Pawsey Setonix for deep learning

Published: Tue 13 February 2024

Did you know 'Setonix' is actually the scientific name of Australian native animal 'Quokka'? I didn't know until I started using Pawsey's Setonix for deep learning. This is a personal note to use Setnoix supercomputer for deep learning workflow. Please be informed that things might have changed since I last accessed and/or I might be mistaken on my notes.

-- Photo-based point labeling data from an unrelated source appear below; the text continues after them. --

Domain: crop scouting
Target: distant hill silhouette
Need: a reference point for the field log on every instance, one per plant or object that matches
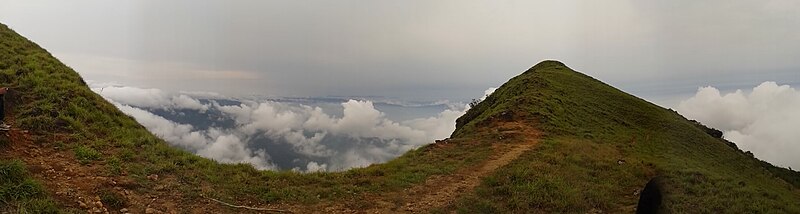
(551, 140)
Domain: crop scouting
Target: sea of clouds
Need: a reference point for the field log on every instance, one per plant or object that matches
(280, 135)
(764, 120)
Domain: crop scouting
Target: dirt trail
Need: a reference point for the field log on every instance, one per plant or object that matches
(80, 186)
(441, 191)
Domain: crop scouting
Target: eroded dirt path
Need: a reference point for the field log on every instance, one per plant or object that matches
(441, 191)
(80, 186)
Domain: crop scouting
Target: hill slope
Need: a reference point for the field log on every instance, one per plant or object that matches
(549, 140)
(601, 147)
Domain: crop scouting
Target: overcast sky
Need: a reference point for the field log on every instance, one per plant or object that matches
(453, 50)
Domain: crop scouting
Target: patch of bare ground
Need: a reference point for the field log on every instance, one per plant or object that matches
(441, 191)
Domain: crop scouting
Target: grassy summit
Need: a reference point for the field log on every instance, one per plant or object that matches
(598, 147)
(602, 145)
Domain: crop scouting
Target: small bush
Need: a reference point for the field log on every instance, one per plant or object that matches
(112, 199)
(86, 154)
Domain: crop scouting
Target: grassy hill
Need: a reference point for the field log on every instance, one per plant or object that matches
(80, 133)
(598, 148)
(602, 145)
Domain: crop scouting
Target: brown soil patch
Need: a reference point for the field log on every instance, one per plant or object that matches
(441, 191)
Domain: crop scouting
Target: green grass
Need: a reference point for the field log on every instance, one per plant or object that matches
(590, 126)
(86, 154)
(20, 192)
(52, 101)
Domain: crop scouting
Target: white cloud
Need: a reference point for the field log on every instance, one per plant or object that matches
(763, 121)
(361, 135)
(147, 97)
(224, 148)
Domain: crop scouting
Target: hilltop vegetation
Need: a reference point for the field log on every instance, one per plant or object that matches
(66, 118)
(603, 145)
(599, 147)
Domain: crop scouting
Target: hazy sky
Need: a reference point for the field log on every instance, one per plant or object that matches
(415, 49)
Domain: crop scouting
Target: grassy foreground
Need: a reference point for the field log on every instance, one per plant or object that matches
(601, 147)
(52, 101)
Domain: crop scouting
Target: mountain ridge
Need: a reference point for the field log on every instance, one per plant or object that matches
(596, 147)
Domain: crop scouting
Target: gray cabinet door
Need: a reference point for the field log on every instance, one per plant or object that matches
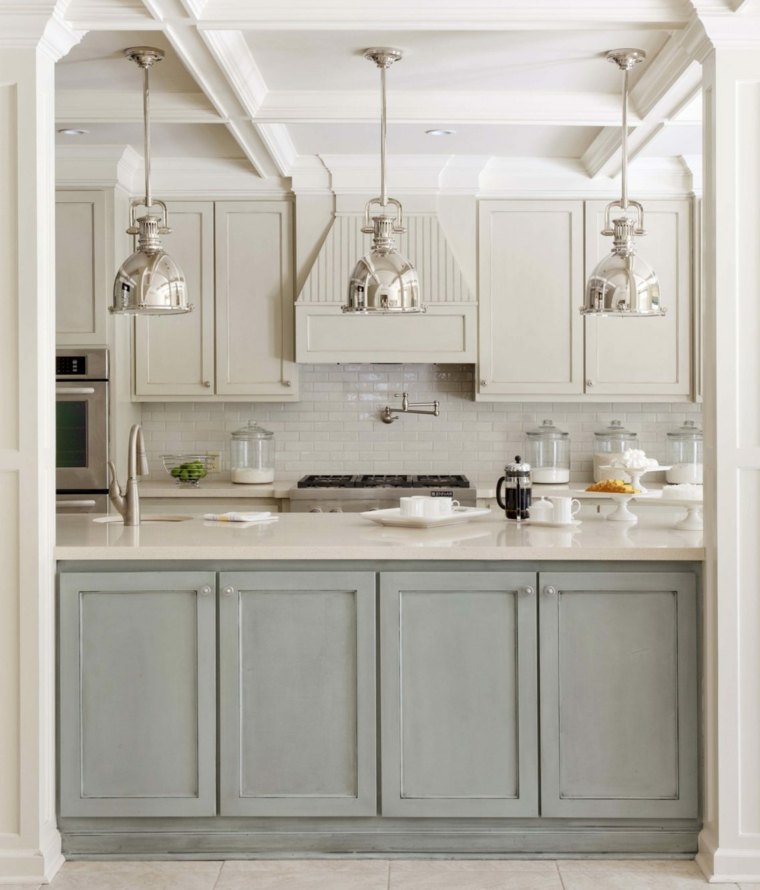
(137, 694)
(618, 661)
(459, 694)
(297, 693)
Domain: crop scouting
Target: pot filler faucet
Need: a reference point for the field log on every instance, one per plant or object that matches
(389, 414)
(129, 504)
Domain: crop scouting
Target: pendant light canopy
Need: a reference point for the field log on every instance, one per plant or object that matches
(623, 284)
(383, 281)
(149, 282)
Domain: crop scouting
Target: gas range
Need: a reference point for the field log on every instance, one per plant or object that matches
(345, 493)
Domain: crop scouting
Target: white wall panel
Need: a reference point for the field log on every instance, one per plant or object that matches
(9, 654)
(8, 268)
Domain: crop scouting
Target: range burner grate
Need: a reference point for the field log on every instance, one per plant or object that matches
(372, 480)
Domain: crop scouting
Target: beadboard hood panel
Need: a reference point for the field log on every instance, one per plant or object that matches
(447, 332)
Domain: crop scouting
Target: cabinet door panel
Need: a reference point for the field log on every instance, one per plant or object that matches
(254, 300)
(174, 355)
(531, 290)
(82, 286)
(298, 694)
(459, 694)
(618, 695)
(137, 694)
(645, 356)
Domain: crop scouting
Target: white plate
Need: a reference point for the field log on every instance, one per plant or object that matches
(394, 518)
(547, 523)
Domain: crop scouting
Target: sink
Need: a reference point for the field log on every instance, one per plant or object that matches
(150, 517)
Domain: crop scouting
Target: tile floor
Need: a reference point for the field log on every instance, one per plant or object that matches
(379, 874)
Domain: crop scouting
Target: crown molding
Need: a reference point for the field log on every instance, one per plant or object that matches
(38, 25)
(557, 177)
(411, 174)
(102, 166)
(280, 146)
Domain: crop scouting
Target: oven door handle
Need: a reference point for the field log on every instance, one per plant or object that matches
(75, 390)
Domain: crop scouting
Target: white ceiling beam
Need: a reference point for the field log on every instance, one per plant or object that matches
(439, 106)
(437, 15)
(114, 106)
(672, 79)
(111, 15)
(234, 57)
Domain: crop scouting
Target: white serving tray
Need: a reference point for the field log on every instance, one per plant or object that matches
(393, 517)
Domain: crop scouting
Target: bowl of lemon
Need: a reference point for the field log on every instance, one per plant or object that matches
(186, 469)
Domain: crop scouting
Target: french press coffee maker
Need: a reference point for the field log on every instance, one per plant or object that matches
(517, 490)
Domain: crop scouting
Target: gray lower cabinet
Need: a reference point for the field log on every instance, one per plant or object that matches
(137, 694)
(297, 693)
(459, 708)
(619, 729)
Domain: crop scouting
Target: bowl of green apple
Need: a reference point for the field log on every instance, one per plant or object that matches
(186, 469)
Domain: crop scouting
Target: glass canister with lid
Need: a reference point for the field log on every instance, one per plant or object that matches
(685, 448)
(549, 454)
(608, 442)
(252, 455)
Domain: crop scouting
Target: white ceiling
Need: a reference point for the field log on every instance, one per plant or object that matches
(446, 60)
(273, 81)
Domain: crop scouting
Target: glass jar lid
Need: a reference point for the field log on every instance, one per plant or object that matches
(688, 430)
(616, 430)
(518, 468)
(252, 431)
(547, 430)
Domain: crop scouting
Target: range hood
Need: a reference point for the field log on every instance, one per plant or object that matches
(445, 333)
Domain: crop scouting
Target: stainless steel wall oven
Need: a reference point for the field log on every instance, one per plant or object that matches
(81, 430)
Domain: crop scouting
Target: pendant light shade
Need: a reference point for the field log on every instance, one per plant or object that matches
(623, 284)
(383, 281)
(149, 282)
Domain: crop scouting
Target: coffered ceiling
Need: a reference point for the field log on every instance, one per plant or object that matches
(277, 82)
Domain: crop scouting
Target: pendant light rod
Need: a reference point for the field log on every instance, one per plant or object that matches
(145, 57)
(383, 57)
(146, 135)
(625, 59)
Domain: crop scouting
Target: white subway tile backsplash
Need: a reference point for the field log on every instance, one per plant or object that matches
(336, 427)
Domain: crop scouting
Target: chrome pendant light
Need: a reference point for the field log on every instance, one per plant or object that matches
(383, 281)
(149, 282)
(623, 284)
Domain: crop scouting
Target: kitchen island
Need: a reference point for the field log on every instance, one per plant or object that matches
(323, 685)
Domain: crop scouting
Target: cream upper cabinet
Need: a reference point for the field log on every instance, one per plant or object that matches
(82, 280)
(237, 343)
(531, 288)
(645, 356)
(254, 300)
(174, 355)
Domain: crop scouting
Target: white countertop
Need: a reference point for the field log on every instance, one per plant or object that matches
(338, 536)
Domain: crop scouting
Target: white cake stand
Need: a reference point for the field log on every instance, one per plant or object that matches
(635, 476)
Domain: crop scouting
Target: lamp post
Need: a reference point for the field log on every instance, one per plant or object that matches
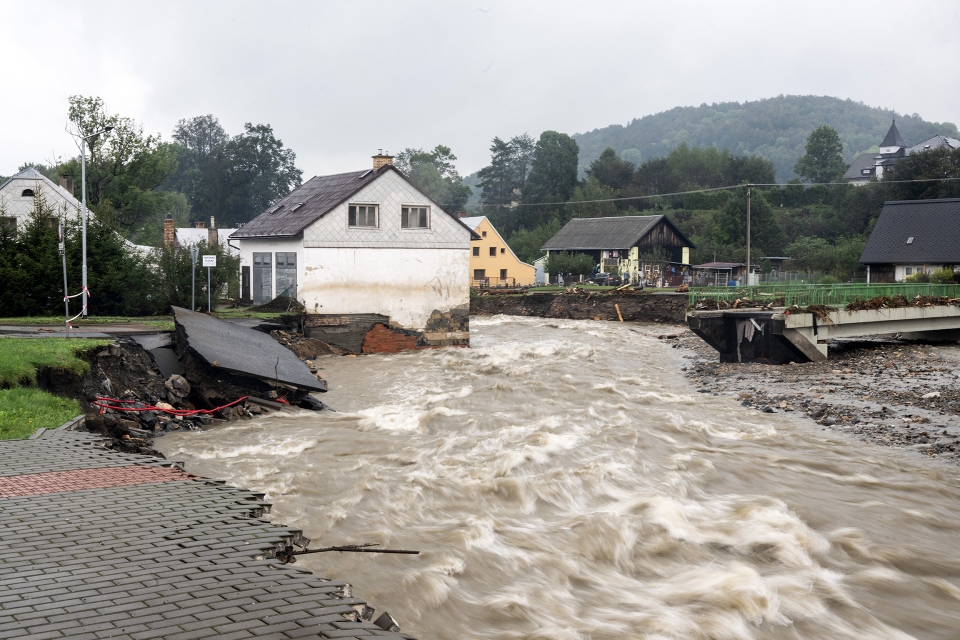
(83, 195)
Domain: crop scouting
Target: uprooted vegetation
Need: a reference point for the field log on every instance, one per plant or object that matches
(859, 304)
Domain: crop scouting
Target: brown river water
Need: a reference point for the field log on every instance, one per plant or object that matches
(563, 480)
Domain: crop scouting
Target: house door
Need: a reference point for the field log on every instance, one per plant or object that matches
(287, 274)
(262, 278)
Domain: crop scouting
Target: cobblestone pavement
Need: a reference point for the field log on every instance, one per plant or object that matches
(171, 556)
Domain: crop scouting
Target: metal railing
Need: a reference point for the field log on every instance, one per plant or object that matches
(491, 282)
(834, 295)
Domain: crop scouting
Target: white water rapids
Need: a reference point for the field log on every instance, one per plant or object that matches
(564, 481)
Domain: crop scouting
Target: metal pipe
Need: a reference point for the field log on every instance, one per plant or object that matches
(83, 233)
(748, 235)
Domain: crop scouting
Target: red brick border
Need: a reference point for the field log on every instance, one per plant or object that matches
(33, 484)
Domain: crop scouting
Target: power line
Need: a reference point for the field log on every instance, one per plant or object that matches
(805, 185)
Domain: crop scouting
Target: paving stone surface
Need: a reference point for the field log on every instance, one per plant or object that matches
(175, 559)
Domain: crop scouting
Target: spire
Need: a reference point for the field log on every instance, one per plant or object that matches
(893, 138)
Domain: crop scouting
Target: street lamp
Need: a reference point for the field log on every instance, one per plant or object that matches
(83, 192)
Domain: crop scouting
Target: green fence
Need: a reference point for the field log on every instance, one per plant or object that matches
(834, 295)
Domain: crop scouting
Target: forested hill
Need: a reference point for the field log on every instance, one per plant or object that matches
(775, 128)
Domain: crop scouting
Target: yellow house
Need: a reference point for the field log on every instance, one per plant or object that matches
(492, 262)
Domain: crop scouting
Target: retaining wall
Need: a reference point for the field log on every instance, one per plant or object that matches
(634, 306)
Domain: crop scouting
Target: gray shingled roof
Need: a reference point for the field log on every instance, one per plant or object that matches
(934, 143)
(893, 138)
(861, 162)
(590, 234)
(314, 199)
(318, 195)
(934, 226)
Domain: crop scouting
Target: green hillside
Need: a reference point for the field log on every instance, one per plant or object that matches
(774, 128)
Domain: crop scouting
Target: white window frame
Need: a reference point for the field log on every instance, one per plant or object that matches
(416, 206)
(376, 208)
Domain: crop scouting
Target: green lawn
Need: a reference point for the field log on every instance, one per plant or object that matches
(21, 357)
(164, 323)
(25, 409)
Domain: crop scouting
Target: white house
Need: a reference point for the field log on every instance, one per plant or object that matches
(18, 197)
(378, 265)
(19, 194)
(892, 149)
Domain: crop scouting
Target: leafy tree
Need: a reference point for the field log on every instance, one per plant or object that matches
(611, 171)
(774, 129)
(823, 160)
(587, 200)
(808, 253)
(526, 243)
(124, 166)
(553, 171)
(731, 221)
(173, 268)
(233, 178)
(502, 182)
(434, 173)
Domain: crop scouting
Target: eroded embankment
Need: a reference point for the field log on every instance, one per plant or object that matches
(635, 306)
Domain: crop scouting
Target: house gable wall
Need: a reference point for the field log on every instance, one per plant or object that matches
(390, 192)
(518, 272)
(17, 206)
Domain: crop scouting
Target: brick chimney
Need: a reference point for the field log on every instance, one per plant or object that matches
(169, 233)
(381, 159)
(213, 237)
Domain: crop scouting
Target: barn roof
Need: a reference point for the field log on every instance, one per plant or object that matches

Constraints -- Must remember

  • /home directory quota is 1GB.
  • /home directory has inode quota of 10K.
  • /software/ directory has inode quota of 100K per user.
  • /scratch/ directory has inode quota of 1M per user.
  • /scratch/ files are deleted after 21 days of inactivity.

Access

I access through VSCode remote SSH extension. It has a side-effect of hogging the small HOME quota, as mentioned here. To solve this, I can configure the remote SSH extension to use a different directory (e.g., /scratch) for the .vscode-server directory. Open the VSCode settings (Ctrl + ,) and search for "Server install path". Then, add items like this:

Item Value
setonix.pawsey.org.au /scratch/<project_id>/<user_id>/

Lately, the VSCode 1.93 version caused some issues with the above approach (details here), so I had to revert to the default HOME directory, and created a symlink to the .vscode-server directory in the /scratch directory.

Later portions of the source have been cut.